To keep electricity cheap, Ka Leody bats for more renewables
MANILA, Philippines — A presidential candidate is batting for renewable energy to take on a more active role in shaping the country’s energy requirements in a bid to bring down sky-high power costs.
In a statement on Thursday, presidential aspirant Ka Leody de Guzman said renewable energy is the answer for increasingly expensive electricity around the country.
“The public and businesses always bemoan the rising costs of electricity. It is expensive simply because raw materials needed to produce it needs to be imported. That’s why it’s vulnerable to the price swings in the global market and the peso’s exchange rate against the dollar,” he said.

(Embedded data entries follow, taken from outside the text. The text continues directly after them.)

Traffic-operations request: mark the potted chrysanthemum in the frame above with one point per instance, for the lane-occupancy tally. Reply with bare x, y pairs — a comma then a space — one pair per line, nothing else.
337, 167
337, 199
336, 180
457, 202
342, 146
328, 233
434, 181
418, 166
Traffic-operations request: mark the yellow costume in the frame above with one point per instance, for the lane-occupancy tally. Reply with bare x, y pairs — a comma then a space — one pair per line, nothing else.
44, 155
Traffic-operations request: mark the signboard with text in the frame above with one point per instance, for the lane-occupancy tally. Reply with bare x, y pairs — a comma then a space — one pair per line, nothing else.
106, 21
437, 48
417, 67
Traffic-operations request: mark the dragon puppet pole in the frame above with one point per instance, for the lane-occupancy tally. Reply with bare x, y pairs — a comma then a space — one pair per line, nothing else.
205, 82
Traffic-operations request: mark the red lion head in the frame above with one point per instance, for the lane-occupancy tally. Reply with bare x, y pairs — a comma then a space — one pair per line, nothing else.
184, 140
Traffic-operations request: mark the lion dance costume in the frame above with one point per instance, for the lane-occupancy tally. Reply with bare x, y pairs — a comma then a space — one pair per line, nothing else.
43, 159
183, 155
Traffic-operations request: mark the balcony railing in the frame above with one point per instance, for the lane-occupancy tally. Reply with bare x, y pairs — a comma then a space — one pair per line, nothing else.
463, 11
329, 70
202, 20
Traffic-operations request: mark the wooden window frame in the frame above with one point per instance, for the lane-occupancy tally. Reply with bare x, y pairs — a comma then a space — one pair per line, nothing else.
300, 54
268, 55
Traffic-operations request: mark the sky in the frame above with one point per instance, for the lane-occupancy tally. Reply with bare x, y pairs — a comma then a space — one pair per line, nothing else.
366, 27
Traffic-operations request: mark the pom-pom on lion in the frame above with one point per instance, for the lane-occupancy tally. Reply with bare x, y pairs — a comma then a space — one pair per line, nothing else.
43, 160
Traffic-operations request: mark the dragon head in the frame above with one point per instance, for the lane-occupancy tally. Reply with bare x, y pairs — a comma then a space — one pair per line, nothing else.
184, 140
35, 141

“Renewable energy comes from sunlight and the wind, which are all free. Many billionaires enrich themselves through dirty power sources that’s why they restrict the entry of cheap and clean technology into the energy sector,” de Guzman added.
The proposal comes at a time the world is embracing that carbon emissions need to be curbed or else risk hastening the progress of the climate crisis. Now, shifting to renewable energy sources will be a tall and expensive task for emerging economies, like the Philippines.
The Philippines, which recently banned the construction of new coal-powered generators, will need a decade or so before it could wean from its coal habit, as Fitch Solutions sees it. A government goal of powering the entire country by 2022 and the inevitable decline of the Malampaya gas field make it "impossible" for the Philippines to immediately kick its coal dependence, the Fitch unit said.
The national government is eyeing renewable energy to account for 35% of the energy mix by 2030, and supply half of the nation's energy needs by 2040.
As it stood, De Guzman’s blueprint for this transition begins with government support for solar panels. By 2030, the government forecasts solar to account for only 15.0% of the total power generation.
“The government should advocate renewable energy. It could require new buildings to have solar panels installed on top, which it could mandate in the Building Code. It could also compel Pag-IBIG, Social Security System and the Government Service Insurance System to lend households with low-interest loans for install solar panels in their homes. It should repair net metering so any excess electricity that these solar panels produce could be sold back to the national grid. Communities could also build microgrids,” he said.